The sum of us can be more powerful (and fun) than one of us… sometimes. The confounding thing is exactly how we make it happen.

Even when we have a strong desire to collaborate, we are  likely bump up against into each other because, as in love,  good intentions don’t always lead to mutually satisfying behavior. Yet, as in love and friendship, the togetherness of collaboration is where our most meaningful moments in life often happen. We have the opportunity to either step away or stay steadfast in creating something greater than we can alone. Sometimes we can even savor the bumpy moments along the way.
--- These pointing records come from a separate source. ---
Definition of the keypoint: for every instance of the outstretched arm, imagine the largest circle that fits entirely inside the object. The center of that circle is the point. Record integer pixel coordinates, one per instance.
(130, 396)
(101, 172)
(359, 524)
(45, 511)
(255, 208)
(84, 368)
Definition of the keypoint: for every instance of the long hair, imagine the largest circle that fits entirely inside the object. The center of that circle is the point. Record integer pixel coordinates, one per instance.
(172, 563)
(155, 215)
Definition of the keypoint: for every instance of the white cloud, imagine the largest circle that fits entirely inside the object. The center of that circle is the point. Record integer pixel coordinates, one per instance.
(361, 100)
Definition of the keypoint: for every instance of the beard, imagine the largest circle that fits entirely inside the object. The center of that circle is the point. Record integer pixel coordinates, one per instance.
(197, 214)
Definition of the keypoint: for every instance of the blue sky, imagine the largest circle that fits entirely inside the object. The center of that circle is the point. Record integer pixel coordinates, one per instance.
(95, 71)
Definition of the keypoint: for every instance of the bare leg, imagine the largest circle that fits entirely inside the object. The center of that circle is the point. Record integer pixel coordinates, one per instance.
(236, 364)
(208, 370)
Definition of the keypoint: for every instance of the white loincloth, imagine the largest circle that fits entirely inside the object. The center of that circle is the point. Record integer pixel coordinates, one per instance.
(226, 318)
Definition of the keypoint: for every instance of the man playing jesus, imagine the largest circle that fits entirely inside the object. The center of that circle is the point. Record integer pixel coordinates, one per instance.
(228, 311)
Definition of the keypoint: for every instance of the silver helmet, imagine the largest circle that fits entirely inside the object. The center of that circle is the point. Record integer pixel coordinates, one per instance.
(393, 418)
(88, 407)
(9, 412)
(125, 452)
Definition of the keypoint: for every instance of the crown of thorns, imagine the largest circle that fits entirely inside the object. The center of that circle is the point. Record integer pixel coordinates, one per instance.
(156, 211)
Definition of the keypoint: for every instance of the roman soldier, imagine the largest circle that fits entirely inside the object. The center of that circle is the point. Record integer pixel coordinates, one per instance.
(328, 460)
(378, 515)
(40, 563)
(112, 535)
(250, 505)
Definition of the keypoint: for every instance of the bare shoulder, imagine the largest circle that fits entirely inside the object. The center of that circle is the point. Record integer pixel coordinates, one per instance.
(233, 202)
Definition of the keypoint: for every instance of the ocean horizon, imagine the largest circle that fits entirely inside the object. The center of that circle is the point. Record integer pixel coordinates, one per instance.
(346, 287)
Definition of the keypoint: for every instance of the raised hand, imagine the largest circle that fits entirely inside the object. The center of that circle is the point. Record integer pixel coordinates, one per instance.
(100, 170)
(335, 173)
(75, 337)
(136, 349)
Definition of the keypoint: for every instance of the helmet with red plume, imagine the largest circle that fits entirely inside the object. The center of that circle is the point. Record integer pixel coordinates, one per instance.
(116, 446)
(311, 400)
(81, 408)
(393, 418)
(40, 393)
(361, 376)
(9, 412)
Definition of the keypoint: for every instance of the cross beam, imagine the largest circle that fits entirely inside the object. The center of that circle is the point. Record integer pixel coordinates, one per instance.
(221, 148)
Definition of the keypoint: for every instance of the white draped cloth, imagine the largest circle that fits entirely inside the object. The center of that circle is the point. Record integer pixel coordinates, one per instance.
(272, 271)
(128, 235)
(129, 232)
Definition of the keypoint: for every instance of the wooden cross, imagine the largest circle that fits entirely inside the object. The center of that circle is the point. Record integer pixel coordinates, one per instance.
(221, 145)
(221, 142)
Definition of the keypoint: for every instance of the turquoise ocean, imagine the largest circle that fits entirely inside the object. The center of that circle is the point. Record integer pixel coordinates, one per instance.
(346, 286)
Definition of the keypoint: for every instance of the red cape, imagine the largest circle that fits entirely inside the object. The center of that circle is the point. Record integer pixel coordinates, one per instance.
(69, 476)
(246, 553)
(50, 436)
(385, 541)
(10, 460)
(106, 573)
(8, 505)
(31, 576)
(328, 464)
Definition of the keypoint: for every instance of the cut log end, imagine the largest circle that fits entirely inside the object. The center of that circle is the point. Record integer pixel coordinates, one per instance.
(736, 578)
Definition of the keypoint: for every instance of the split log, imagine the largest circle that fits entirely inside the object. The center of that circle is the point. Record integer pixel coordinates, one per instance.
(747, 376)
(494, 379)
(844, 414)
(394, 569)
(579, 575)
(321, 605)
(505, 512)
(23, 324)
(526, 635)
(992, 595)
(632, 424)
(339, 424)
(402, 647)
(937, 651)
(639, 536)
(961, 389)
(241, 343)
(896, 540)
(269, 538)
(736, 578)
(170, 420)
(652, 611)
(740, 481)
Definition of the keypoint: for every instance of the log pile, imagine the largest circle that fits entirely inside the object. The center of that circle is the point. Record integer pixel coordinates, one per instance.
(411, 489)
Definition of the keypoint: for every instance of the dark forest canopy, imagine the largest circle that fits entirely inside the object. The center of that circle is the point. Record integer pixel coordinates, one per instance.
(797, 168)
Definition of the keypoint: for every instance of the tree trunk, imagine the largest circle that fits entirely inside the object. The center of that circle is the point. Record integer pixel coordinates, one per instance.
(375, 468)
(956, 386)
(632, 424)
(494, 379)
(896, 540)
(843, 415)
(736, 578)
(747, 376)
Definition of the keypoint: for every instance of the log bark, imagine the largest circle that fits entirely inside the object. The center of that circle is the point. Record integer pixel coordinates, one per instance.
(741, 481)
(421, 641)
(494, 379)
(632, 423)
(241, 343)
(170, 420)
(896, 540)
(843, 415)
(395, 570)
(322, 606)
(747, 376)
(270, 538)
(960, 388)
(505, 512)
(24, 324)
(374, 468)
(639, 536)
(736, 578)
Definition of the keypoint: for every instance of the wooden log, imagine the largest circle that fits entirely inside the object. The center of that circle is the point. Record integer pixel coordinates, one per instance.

What’s your favorite quote for collaborating? Here’s some ideas.

“Independence is a political concept, not a biological concept.” ~ Margaret Wheatley

“Maybe we are not here to see each other but to see each other through” ~ anonymous

“We are moving from sharing to cooperation to collective action.” ~ Clay Shirky

“If you want to have great partnerships, be a great partner. Get beyond yourself. Give up the notion that you are well-rounded, and stop expecting your colleagues to be universally proficient. Incorporate someone else’s motivations into your view of the accomplishment. Loosen up.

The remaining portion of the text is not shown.